Patent 7075919, awarded to Cisco earlier this year, states that Cisco is the proud owner of any "System and method for providing integrated voice, video and data to customer premises over a single network."
There's some weird history here. Apparently the patent was written by Tom Wendt, who used to be an executive at Sandstream Communications & Entertainment, Inc., an early IPTV distribution company. Sandstream died in either the late 90s or early aughts and Cisco picked up its intellectual property in a sale.
The patent was written by Wendt, who founded Optical Entertainment Network, and others in August 2000 and the patent was granted nearly six years later.
What does it mean? Well, it's hard to say. But reading through the broadly-worded claim, it sounds as though Cisco could go to AT&T Inc. (NYSE: T), Charter Communications Inc. , and any other company providing voice, data, and video services across a single network and ask for some scratch.
And, if carriers do have to pay a triple play tax to Cisco, would that mean our broadband prices would go up? Telcos have already made it clear that they don't mind passing unexpected costs (and savings) on to customers. (See Verizon Drops New DSL Fees.)
Check out some of the patent language:
Rather than attempting to converge the incompatible architectures, protocols, and other characteristics of the various existing voice, video and data network infrastructures, the present invention provides a single fully interoperable network that uses a common standard protocol, such as TCP/IP, to provide integrated voice, video, and data content to customer premises over a single communication link. Since all services are provided to the customer premises using a single network infrastructure, problems associated with delivering incompatible services to the customer premises are eliminated. The single network infrastructure of the present invention also allows for enhanced troubleshooting, fault-tolerance, access restriction, and other important benefits.

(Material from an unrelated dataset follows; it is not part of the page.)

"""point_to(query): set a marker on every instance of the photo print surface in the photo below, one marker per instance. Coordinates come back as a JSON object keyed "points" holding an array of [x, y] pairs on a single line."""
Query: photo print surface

Imagine the possibilities if one could actually build a triple play network, as proposed by the Cisco patent:
Similarly, media hosting servers may provide content, such as video games, music files, and video on demand (VOD), that is stored digitally and communicated over network in the form of TCP/IP packets. Media hosting servers will typically include "TCP/IP stacks" that provide the necessary hardware and software for encapsulating data for transmission as TCP/IP packets. After the selected services have been converted, if appropriate, into TCP/IP packets and communicated to network, the services may be delivered in any suitable combination to customer premises according to the particular needs of associated users.Games, music, and video on demand? Well, most carriers aren't that advanced yet. But it will be interesting to watch if either Cisco or Mr. Wendt lawyer-up on some carriers in an attempt to collect a buck for the idea of a multiservice, single protocol, one-wire network reaching consumer homes.
Stranger things have happened, I'm sure. (Remember when BT Group plc (NYSE: BT; London: BTA) claimed to own hyperlinking?) But the triple play network is, indeed, an idea whose time has come.